Analysis of Normal-Form Algorithms for Solving Systems of Polynomial Equations
Suzanna Parkinson, Hayden Ringer, Kate Wall, Erik Parkinson, Lukas Erekson, Daniel Christensen, Tyler J. Jarvis
TL;DR
The paper investigates normal-form, eigenvalue-based rootfinding methods for multivariate polynomial systems by analyzing two Macaulay-based reduction strategies (direct Macaulay and null-space Macaulay) and practical speedups (degree-by-degree construction, random combinations).

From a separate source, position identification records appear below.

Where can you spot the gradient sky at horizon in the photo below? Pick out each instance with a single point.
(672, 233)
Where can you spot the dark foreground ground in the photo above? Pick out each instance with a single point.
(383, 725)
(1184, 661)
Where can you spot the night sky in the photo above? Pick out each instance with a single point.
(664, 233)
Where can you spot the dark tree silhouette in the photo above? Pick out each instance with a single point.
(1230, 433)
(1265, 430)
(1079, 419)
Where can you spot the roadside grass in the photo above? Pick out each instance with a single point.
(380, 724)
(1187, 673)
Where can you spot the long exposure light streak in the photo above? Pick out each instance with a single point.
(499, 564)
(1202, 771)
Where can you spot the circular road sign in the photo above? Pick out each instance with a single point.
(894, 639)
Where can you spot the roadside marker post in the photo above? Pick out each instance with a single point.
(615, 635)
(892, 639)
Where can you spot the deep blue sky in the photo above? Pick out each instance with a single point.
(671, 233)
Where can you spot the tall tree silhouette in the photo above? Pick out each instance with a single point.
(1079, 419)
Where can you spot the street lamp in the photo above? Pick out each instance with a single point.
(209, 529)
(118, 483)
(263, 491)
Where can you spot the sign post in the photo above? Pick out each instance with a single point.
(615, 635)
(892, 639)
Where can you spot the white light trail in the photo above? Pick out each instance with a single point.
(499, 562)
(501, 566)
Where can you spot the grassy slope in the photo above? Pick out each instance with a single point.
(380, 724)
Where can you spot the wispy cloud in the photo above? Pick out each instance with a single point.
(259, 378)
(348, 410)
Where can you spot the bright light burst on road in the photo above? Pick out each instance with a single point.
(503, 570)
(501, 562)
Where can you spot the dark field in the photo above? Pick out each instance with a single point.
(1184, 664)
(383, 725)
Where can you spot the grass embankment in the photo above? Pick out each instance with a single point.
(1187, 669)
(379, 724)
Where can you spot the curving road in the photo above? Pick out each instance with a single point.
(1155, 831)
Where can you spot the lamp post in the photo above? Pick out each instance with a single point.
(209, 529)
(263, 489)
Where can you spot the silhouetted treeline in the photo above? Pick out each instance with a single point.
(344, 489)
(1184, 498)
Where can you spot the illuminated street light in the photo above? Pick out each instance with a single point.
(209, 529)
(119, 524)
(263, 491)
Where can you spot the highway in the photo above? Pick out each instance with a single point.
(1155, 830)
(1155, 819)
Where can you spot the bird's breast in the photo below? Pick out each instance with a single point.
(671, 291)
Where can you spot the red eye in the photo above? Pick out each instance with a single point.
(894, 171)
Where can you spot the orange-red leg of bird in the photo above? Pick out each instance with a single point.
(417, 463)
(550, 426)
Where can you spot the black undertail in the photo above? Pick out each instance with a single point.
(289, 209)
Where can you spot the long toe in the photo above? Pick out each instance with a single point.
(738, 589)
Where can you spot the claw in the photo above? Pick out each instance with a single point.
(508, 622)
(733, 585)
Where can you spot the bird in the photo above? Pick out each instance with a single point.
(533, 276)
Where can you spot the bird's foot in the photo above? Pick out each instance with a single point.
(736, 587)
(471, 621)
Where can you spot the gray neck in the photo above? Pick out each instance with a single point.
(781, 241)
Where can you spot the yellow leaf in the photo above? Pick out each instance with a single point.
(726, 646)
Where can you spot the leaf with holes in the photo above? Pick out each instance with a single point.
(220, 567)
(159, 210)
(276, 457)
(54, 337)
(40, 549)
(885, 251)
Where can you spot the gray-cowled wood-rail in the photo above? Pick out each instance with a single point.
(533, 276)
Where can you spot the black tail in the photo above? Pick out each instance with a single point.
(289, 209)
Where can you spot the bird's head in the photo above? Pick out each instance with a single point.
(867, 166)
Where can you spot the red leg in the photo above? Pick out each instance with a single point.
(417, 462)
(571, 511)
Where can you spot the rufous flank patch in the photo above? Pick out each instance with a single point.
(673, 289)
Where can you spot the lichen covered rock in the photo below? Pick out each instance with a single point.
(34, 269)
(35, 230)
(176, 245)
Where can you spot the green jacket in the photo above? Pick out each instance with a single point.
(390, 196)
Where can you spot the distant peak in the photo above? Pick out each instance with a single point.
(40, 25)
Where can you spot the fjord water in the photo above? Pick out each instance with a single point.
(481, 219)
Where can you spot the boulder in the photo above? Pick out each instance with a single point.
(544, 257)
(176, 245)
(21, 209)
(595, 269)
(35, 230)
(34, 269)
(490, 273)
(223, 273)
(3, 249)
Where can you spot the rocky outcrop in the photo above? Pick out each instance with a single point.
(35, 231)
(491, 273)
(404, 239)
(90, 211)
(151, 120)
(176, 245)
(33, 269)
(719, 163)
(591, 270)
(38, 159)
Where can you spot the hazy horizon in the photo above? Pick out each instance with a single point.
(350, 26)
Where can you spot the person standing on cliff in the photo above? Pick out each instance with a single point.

It provides a comprehensive temporal-complexity framework, comparing QR and SVD variants, and reveals a fundamental stability hurdle when many roots are close, exemplified by the Noferini–Townsend devastator example where eigenvalue conditioning scales as $\kappa(\lambda,M_g)=\Omega(\varepsilon^{-n})$ despite the root conditioning being $\kappa(z,f)=\varepsilon^{-1}$. Despite these instabilities, the methods perform well for well-separated, low-dimensional root sets, with the degree-by-degree and SVD variants offering favorable speed-accuracy tradeoffs in practical regimes. The work highlights the need for preconditioning or basis-rescaling strategies to mitigate conditioning problems and outlines future work integrating these methods with Chebyshev-based proxy approaches for real-root computation in higher dimensions. Overall, it provides a rigorous performance map for these rootfinding techniques and practical guidance on when to apply which variant.
Abstract
We examine several of the normal-form multivariate polynomial rootfinding methods of Telen, Mourrain, and Van Barel and some variants of those methods. We analyze the performance of these variants in terms of their asymptotic temporal complexity as well as speed and accuracy on a wide range of numerical experiments. All variants of the algorithm are problematic for systems in which many roots are very close together. We analyze performance on one such system in detail, namely the 'devastating example' that Noferini and Townsend used to demonstrate instability of resultant-based methods.